Intuition for continuous compound interest

Question

The formula for continuos compound interest is $$A = Pe^{(rt)}$$ Where $r$ is the interest rate per year. Interestingly, even though the money is compounded continuosly , it still depends on the annual interest rate rather than instantaneous interest rate. Is there any intuition to understand this?

Answer 1

For a principal $P$ and an annual rate of interest $r$ (compounded annually), the amount at the end of $t$ years is given by

$$A = P(1 + r)^t$$

Part 1

Before we move ahead, it's important to understand the meaning and significance of the phrase "compounded annually". The phrase implies that at the end of every year (because "annually"), we will take the amount at that point (principal at the start of that year + interest accrued during that year) and make it the principal for the next year.

If it said compounded semi-annually, it would imply that the end of every six months, we will take the amount at that point (principal at the start of that six-month period + interest accrued during that six-month perios) and make it the principal for the next six months.

Notice something? Frequency of compounding has nothing to do with the rate of interest. It just determines how often we will revise the principal (by adding interest to it) for the calculation of subsequent interests.

I hope this removes any doubts you had about why we are using the annual interest rate even when compounding continuously.

In our formula though (from above), $r$ will be replaced by $r/n$, where $n$ represents the number of times compounding in done every year. Why, you might ask? That's because the period for which we are calculating the interest is $1/n$ years.

As an example, if rate of interest is $10 \%$ and compounding is done semi-annually, the interest for each period would would only be $10 / 2 = 5$ percent because our period is only half a year.

So our formula becomes

$$A = P \left( 1 + \frac{r}{n} \right)^{nt}$$

Part 2

Higher the frequency of compounding, the faster your interest starts earning interest. That, in turn, would mean a higher amount at the end of a year or $t$ years.
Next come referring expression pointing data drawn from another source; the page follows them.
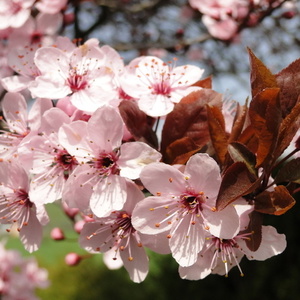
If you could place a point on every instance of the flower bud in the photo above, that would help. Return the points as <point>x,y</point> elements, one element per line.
<point>57,234</point>
<point>72,259</point>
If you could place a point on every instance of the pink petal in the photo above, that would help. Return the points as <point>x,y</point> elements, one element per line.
<point>135,261</point>
<point>109,194</point>
<point>150,216</point>
<point>224,224</point>
<point>163,179</point>
<point>107,121</point>
<point>204,174</point>
<point>134,157</point>
<point>31,235</point>
<point>186,241</point>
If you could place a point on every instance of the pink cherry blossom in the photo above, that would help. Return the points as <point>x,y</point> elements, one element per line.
<point>158,85</point>
<point>47,161</point>
<point>20,124</point>
<point>222,17</point>
<point>98,182</point>
<point>183,206</point>
<point>82,75</point>
<point>51,6</point>
<point>116,231</point>
<point>40,30</point>
<point>16,207</point>
<point>220,255</point>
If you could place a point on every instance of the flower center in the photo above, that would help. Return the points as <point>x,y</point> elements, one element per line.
<point>15,8</point>
<point>192,201</point>
<point>36,37</point>
<point>106,164</point>
<point>77,81</point>
<point>66,161</point>
<point>162,87</point>
<point>16,209</point>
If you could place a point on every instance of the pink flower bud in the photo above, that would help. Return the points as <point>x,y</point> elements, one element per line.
<point>69,18</point>
<point>72,259</point>
<point>57,234</point>
<point>78,226</point>
<point>70,212</point>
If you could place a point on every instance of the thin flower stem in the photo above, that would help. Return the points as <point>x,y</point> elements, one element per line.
<point>156,125</point>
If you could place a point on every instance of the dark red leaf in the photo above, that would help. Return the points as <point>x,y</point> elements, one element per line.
<point>260,76</point>
<point>265,116</point>
<point>236,182</point>
<point>218,135</point>
<point>189,119</point>
<point>254,228</point>
<point>288,80</point>
<point>138,123</point>
<point>275,202</point>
But how high can we go? What is the maximum amount we can obtain by reducing the period of compounding only (leaving the interest rate unchanged)? Well, the best we can do (at least, theoretically) is compound an infinite number of times. So make $n$ approach $\infty$. That would give us an amount of

$$\begin{align*} A &= \lim_{n\to\infty} P \left( 1 + \frac{r}{n} \right)^{nt} \\[0.3cm] &= Pe^{rt} \end{align*}$$

Which, not surprisingly, is the formula you have in your post.

To conclude, the rate of interest and the frequency of compounding are two different things with nothing to do with one another. And the formula you mention is concerned only with the former.